Professor Fu Hualing, a legal expert on the mainland criminal justice system, said he found it “totally illogical” for Gui to turn himself in now, after being on the run for so long.

“It is very shocking that after so many years Gui voluntarily went back,” said Fu. “A person, after so many years, suddenly finds his conscience and wants to return. What I can say is we have an official story but what else … is anybody’s guess.”

Fu said the personal freedom of people on a suspended prison term would be curtailed and they could not leave the country lawfully without official permission.

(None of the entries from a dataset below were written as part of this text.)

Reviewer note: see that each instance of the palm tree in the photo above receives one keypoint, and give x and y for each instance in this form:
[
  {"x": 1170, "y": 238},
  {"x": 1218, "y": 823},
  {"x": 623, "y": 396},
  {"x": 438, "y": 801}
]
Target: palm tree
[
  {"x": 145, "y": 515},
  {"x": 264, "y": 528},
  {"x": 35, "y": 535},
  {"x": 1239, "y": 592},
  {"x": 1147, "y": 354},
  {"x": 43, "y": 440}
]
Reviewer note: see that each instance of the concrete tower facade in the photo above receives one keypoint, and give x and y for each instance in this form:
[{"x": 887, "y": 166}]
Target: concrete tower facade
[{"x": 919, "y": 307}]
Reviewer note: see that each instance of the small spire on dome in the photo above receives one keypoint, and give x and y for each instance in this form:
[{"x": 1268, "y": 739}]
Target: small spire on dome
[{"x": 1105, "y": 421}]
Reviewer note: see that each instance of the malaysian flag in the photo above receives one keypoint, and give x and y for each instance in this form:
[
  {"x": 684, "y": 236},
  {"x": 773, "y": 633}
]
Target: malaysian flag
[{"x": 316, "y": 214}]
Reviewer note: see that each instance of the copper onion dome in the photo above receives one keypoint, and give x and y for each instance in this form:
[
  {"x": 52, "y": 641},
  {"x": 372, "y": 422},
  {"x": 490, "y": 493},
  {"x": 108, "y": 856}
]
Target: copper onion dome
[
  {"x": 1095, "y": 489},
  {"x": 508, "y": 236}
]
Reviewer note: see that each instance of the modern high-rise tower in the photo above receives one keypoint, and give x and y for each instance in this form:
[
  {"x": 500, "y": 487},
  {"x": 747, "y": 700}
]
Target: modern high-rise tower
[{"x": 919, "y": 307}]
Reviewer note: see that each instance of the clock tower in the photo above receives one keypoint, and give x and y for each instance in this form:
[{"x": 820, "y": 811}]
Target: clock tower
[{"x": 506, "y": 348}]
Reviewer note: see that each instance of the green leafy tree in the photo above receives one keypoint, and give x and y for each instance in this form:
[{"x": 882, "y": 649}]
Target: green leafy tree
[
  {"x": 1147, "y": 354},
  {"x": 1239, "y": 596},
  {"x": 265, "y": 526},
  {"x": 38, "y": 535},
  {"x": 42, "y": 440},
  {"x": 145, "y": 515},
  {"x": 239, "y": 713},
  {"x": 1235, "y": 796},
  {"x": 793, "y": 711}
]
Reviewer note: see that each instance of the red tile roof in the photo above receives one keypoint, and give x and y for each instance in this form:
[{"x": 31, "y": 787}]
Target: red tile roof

Should the person violate the condition, as in Gui’s alleged case, he or she would be placed on the wanted list immediately and would have to serve the original sentence in jail.

Mainland lawyer Duan Wanjin said it was also the duty of mainland authorities to supervise the people on suspended terms and compile a report on them if they breached any terms, such as fleeing the country.

The question then was: why did it take the authorities so long to seek Gui’s return?

“If no such report was filed before, it would be inappropriate for the authorities to take action against him now,” said Duan, who once assisted a businessman who was “unlawfully detained” by three Hong Kong men in the city before being taken across the border in 2013.

Civic Party leader Alan Leong Kah-kit, a senior counsel, found it bizarre that Gui could have turned himself in at the mainland’s liaison office in the city or even the foreign ministry here but instead chose to return via Thailand.

Senior counsel Edward Chan King-sang said the CCTV footage of Gui admitting he had fled from a suspended two-year jail term would not pass muster in a real court of law as evidence of a confession.

He said the case had a negative impact on the rule of law in the city and that it would be a breach of the “one country, two systems” principle if Lee Bo, another missing bookseller, had been spirited away from the city by “powerful departments”, as suggested by mainland daily Global Times.